The question remains: does Vergil believe this goal to be achievable? If so, the second half of the Aeneid would show Aeneas unequivocally acting as the prima-type soul, and, for the most part, it indeed does. Aeneas makes many political arrangements through diplomacy and marriage, disregarding much emotional attachment, and he wars for the purpose of the future city and people rather than for personal glory or vengeance. But towards the end, the cycle begins to turn again, and Aeneas is compelled by his lower faculties, his emotions, his bodily feelings, to sorrow at the funeral of Pallas. When Evander laments and asks the Trojans to take revenge upon Turnus, Aeneas has no qualms, for he is moved by the father’s furor, a particularly dangerous emotion that even the Olympian gods cannot escape. And Aeneas too exhibits furor in the final scene. As Turnus presents a case of the highest reason, that if Aeneas has any care for the relationship between a father and a son, if he suffered when his father died, or understood the pain Evander himself felt, he would allow Turnus to live, for the sake of his own father. Turnus extends his hand in a motion to give Aeneas victory, to settle the conflict between them, and acknowledge him as ruler of Latium, husband to Lavinia. And Aeneas is moved by this, he sees the truth and an end in it, but when he sees Pallas’ baldric strung across Turnus’ shoulder, he is blinded, furiis accensus et ira / terribilis (XII.946-947). And with furious language, Vergil tells that Aeneas ferrum adverso sub pectore condit / fervidus (XII.950-951).
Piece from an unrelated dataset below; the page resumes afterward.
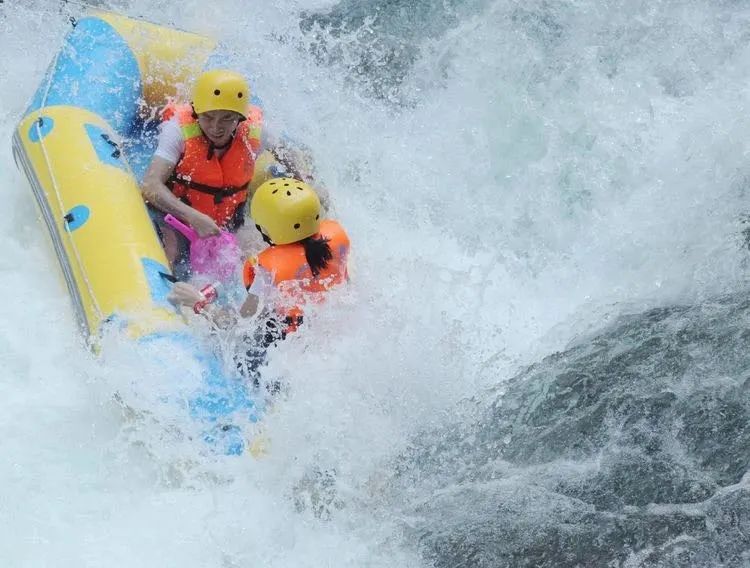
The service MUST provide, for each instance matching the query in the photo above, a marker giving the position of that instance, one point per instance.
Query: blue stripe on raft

This is how Latium is conquered, this is how the foundation of Rome is laid forth, not through diplomacy and reason, not even through wars that are fought for the people and country, but through vengeance and rage, pure emotion, beastly actions. What does this say for Romulus’ future founding of Rome, also established only after he acts out of fury upon his brother Remus, or of Augustus’ second founding of Rome, or of his founding of the golden age? The foundation, it seems, wherever it is human or animal, cannot sustain, and is doomed again to fall into a cycle of death and rebirth.
Bibliography
Harrison, E. L. “Metempsychosis in Aeneid Six.” The Classical Journal 73.3 (1978): 193-197. JSTOR. Web. 12 Dec. 2011. <http://www.jstor.org/stable/3296685>.
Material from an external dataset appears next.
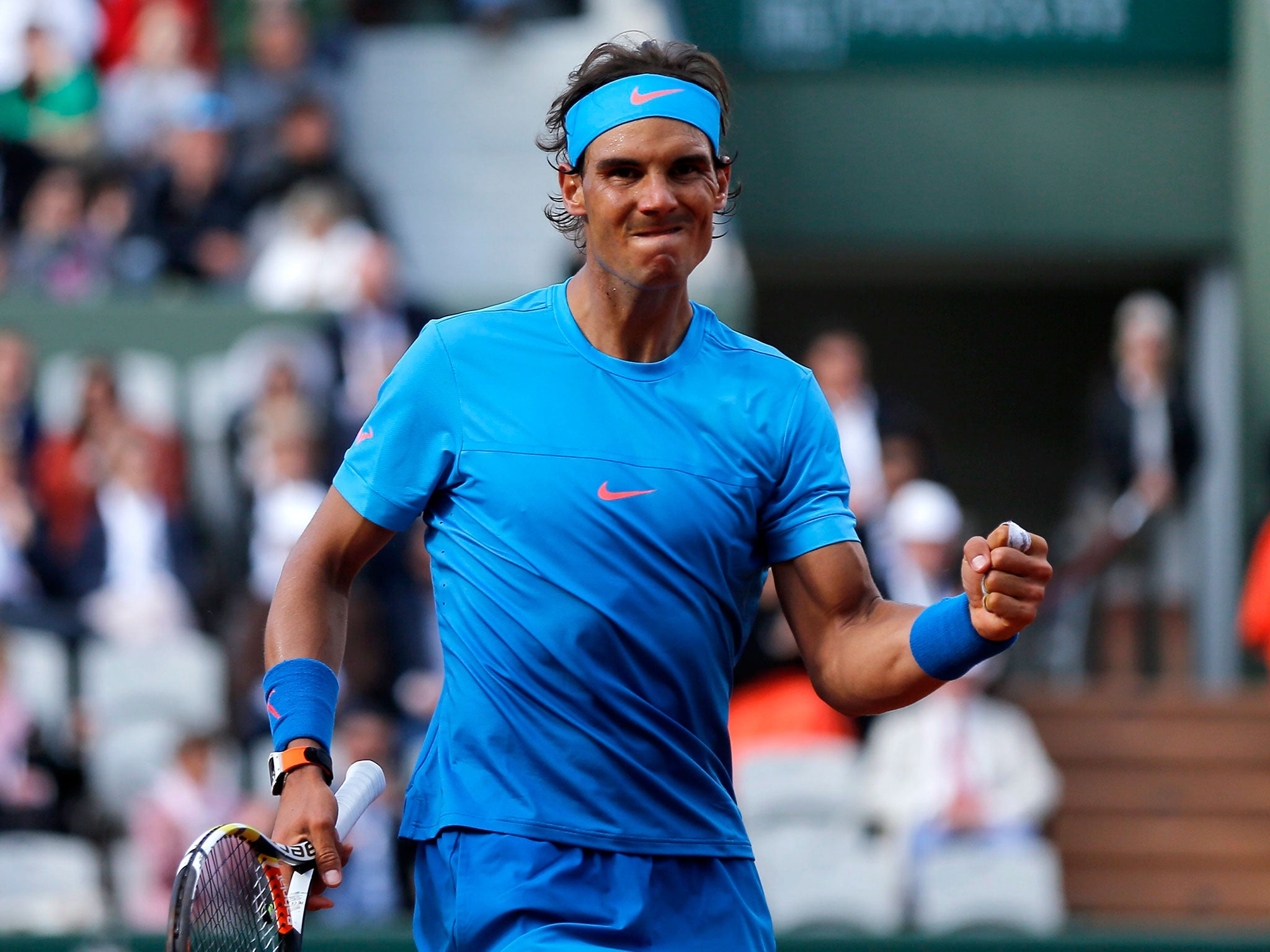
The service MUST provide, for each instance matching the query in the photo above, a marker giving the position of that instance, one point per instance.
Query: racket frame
(288, 904)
Mackay, L. A. “Three Levels of Meaning in Aeneid VI.” Transactions and Proceedings of the American Philological Association 86 (1955): 180-189. JSTOR. Web. 12 Dec. 2011. <http://www.jstor.org/stable/283617>.
Otis, Brooks. “Three Problems of Aeneid 6.” Transactions and Proceedings of the American Philological Association 90 (1959): 165-179. JSTOR. Web. 12 Dec. 2011. <http://www.jstor.org/stable/283701>.
Porter, John. “Augustus.” University of Saskatchewan. N.p., 30 July 2010. Web. 12 Dec. 2011. <404 Redirect, No Longer Found>.